What a lovely looking guy!  My bucky boy is so much more 'fuzzy' you couldn't even really evaluate his conformation right now...Hahaha! I can't wait to clip him down in the spring to see what has become of his structure under all that long hair! :lol:


----------



## trob1 (Oct 5, 2007)

Thanks you two. I think he is just grand. I am gonna try to get a picture of his brother today but with bottle babies that is like pulling teeth. LOL


----------



## LiddleGoteGurl (Nov 29, 2007)

Oh he is soooo pretty!! Very handsome young man .


----------



## goatnutty (Oct 9, 2007)

I agree he is very handsome.


----------



## trob1 (Oct 5, 2007)

Thanks yall. Here they are today checking out a ceder tree I had put in their pasture.


----------



## sweetgoats (Oct 18, 2007)

They just amaze me how they change. They change so much and so fast.


----------



## getchagoat (Julie) (Oct 5, 2007)

Like that last picture. They look so 'mighty' when they stand up on their hind legs! Nice looking fella.


----------



## liz (Oct 5, 2007)

WOW, he is a handsome fellow and amazing how their colors change as they get older.

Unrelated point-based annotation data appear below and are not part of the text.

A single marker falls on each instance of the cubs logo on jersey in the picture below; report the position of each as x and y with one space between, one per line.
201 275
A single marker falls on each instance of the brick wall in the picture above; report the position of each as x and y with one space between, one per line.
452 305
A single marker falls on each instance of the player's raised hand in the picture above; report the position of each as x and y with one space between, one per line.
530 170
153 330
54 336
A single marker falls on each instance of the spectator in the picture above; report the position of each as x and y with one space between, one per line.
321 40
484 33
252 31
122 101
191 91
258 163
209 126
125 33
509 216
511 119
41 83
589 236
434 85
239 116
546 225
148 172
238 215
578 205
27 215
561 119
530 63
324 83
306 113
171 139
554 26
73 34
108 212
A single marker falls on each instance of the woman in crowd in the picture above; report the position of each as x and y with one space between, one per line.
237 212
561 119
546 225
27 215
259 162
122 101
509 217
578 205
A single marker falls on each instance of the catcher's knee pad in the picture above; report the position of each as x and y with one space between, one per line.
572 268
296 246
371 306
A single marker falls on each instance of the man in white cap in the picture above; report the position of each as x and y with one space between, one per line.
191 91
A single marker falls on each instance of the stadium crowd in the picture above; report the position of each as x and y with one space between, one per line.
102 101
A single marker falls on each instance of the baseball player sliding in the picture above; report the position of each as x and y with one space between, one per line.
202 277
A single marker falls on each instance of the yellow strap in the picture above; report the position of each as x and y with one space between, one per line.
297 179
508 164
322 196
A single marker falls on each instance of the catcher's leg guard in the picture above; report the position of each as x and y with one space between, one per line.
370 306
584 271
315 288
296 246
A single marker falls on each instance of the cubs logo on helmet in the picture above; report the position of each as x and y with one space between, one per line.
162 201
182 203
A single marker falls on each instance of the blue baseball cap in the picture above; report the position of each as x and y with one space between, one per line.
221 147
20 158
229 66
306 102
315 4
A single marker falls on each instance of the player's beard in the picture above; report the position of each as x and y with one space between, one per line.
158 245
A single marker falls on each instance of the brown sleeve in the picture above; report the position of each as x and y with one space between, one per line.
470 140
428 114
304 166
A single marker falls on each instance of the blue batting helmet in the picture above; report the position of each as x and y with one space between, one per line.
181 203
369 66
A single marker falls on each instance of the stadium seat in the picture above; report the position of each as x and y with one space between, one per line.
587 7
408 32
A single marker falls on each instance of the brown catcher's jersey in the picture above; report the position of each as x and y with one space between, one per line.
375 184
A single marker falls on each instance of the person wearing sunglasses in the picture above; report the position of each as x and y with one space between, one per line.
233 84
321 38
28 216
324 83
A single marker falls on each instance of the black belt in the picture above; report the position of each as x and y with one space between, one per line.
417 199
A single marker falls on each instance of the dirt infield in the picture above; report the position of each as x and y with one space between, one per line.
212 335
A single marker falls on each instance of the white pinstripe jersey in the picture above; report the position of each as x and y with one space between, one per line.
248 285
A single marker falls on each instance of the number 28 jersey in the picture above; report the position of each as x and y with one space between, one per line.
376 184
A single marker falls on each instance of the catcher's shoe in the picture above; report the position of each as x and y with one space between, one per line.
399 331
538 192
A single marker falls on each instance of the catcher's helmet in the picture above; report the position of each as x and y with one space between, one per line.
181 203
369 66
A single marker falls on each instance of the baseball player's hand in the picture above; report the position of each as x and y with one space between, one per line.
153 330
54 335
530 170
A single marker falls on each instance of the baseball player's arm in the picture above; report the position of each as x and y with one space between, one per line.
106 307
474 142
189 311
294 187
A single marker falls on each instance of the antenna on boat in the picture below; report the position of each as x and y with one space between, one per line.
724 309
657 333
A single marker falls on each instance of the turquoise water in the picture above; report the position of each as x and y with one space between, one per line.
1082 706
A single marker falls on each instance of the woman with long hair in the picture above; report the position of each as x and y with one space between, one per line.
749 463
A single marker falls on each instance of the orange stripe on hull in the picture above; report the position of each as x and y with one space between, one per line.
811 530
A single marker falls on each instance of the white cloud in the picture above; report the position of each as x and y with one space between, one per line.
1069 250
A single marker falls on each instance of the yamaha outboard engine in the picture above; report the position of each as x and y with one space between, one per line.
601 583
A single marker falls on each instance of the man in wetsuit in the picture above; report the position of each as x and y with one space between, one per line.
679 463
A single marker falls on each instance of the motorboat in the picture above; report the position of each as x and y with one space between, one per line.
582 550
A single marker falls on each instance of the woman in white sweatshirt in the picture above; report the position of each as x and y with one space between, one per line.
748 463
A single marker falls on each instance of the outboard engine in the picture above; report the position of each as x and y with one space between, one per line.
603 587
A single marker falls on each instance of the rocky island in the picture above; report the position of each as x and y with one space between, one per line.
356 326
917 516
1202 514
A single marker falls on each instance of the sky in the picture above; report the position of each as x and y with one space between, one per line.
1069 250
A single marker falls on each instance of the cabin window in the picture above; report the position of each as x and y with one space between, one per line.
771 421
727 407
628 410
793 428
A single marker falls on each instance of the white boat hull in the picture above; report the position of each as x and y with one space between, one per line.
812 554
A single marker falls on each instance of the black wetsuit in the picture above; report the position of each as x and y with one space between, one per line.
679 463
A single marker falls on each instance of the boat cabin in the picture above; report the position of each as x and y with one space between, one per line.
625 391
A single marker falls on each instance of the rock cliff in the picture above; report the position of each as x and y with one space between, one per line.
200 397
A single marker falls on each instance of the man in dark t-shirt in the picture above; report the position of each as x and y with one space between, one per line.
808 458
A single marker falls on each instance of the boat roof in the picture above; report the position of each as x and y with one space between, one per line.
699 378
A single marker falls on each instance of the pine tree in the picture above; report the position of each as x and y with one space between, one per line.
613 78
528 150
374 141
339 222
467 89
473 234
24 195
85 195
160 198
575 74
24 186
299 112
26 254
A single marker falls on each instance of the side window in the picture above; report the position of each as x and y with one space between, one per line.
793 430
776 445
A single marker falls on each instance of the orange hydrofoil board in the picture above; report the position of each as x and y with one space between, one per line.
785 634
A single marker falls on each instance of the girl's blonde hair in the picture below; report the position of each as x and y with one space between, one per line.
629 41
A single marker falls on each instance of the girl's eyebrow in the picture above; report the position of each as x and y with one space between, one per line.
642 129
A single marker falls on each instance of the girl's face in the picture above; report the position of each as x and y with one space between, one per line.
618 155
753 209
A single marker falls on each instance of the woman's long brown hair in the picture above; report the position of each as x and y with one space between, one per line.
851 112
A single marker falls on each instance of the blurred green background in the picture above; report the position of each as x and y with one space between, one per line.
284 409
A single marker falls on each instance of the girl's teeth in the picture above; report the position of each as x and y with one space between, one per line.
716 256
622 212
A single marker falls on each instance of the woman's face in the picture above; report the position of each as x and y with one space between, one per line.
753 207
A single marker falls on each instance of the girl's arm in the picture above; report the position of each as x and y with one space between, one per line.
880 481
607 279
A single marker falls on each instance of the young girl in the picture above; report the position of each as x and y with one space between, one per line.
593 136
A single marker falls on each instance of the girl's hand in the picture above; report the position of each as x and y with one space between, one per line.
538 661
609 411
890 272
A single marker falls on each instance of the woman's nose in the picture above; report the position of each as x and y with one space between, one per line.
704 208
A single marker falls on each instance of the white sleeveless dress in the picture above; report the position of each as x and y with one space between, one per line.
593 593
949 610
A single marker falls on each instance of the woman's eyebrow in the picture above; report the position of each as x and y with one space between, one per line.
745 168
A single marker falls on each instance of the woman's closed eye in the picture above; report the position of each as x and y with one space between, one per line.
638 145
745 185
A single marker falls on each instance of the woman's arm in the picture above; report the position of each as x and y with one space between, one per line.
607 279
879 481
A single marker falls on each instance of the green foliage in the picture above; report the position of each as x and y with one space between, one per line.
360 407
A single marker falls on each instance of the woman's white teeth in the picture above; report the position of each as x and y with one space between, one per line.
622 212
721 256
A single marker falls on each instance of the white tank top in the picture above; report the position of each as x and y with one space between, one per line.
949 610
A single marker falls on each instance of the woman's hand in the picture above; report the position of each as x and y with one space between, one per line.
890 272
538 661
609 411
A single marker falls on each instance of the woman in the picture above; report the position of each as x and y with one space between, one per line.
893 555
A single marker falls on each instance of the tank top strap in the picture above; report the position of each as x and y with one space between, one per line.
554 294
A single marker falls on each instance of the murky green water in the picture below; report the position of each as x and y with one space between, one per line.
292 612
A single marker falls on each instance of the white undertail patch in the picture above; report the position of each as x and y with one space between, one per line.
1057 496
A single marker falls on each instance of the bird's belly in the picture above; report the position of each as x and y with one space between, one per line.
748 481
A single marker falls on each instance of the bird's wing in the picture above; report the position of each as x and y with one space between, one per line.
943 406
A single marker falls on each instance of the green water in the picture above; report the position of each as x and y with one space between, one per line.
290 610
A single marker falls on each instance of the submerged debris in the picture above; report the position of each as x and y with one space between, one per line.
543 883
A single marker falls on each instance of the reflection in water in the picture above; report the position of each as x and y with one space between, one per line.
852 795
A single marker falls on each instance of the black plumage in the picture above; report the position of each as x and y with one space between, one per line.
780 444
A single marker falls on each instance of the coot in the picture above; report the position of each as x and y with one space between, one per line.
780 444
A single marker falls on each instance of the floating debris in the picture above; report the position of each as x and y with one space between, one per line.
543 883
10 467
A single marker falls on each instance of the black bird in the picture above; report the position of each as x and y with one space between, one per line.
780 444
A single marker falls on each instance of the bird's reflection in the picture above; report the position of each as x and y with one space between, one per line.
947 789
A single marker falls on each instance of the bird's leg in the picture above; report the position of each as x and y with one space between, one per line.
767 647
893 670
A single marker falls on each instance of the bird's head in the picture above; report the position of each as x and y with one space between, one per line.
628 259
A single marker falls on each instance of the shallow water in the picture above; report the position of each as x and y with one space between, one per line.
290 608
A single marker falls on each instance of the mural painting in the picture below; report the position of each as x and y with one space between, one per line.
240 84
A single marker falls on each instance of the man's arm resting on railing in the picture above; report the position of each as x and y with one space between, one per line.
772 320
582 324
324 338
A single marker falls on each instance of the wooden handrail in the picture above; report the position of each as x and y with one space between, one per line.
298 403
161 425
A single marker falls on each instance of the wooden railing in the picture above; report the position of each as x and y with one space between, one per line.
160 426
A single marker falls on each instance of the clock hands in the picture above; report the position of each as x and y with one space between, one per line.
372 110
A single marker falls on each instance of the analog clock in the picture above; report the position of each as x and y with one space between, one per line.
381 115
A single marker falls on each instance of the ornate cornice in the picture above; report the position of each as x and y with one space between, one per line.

My lil' buck is so fuzzy and sticky that you can't even tell what he looks like conformation wise...your lil guy looks great.


----------



## Muddy Creek Farm (Oct 5, 2007)

Handsome guys!


----------



## Hailee's Herd (Oct 5, 2007)

wow! He is a really handsome buck.


----------



## goathappy (Oct 5, 2007)

He sure is handsome!! He looks just like an ober


----------



## StaceyRosado (Oct 5, 2007)

oh he could be Owen's twin! It is amazing how they grow up and turn into bucks. I miss Owen *tears*


----------